My dependency on large language models comes almost entirely from a time-cost predicament of my own making. Tumlinson’s use of paper was meant to slow himself down, to give his thoughts space to settle before moving on. Some of his experiments revolved around speed, seeing whether he could type a story in a month, in two weeks, in ten days. One of his most well-received stories was written in a single day and then refined over the course of a month. All of these were framed as experiments designed to avoid burnout, to keep the process flexible and engaging rather than rigid.
In that sense, I find myself in a similar position to his, living between two modes of writing. I love my fantasy stories that go off on tangents, but the process I rely on elsewhere, outlining heavily, decompressing ideas with LLMs, and then refining them toward my intended vision, does not translate cleanly into creative work. It functions well in academic writing and coding, where I am an expert pursuing very specific nuance and can explain my intent concisely enough for effective decompression. Creatively, though, this split has started to feel limiting.
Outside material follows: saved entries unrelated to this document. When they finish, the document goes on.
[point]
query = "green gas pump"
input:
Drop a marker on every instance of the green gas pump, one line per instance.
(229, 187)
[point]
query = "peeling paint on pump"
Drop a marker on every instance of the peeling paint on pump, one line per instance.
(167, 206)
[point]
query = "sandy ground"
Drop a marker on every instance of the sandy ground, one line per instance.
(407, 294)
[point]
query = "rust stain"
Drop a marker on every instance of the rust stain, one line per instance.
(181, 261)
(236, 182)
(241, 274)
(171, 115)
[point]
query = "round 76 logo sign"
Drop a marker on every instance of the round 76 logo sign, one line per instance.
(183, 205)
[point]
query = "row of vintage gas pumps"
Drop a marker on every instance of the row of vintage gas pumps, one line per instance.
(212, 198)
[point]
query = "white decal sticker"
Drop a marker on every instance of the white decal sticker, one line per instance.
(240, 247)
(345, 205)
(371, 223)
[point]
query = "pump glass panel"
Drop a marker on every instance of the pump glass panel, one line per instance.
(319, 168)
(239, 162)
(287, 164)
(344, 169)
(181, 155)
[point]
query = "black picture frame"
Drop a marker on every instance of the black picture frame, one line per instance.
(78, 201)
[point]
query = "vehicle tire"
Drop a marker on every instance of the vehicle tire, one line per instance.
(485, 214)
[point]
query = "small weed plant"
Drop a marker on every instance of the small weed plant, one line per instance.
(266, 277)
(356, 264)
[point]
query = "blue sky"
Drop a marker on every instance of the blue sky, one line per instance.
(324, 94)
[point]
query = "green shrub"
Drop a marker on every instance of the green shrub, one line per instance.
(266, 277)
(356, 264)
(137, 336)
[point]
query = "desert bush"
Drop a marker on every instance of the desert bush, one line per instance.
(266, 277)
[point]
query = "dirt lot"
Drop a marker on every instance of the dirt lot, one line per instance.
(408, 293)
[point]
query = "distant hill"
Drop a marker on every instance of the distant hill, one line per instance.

Much like how I removed myself from my own two-dimensional art, I can feel that same boundary slowly encroaching on my fantasy writing. There was a brief surge of creative momentum when I blended nonfiction with fiction in projects like Prahlada and Malala, but even that was an experiment I did not have the willpower to continue, stopping at the first chapter despite having outlined seven more beyond it.
This kind of burnout does not come from doing too much. It comes from doing things too easily. When the distance between intention and output collapses, something essential disappears. Creativity becomes about arriving rather than becoming, and when arriving requires no journey, the desire to begin quietly fades.
I am not arguing for these tools, and I am not advocating for purity to toss them aside. I am observing that creativity requires friction, intention, and presence, and when those elements are removed, burnout follows quickly and without ceremony. That is what I am trying to understand now, not how to be more productive, but how to remain involved in the act of creating at all.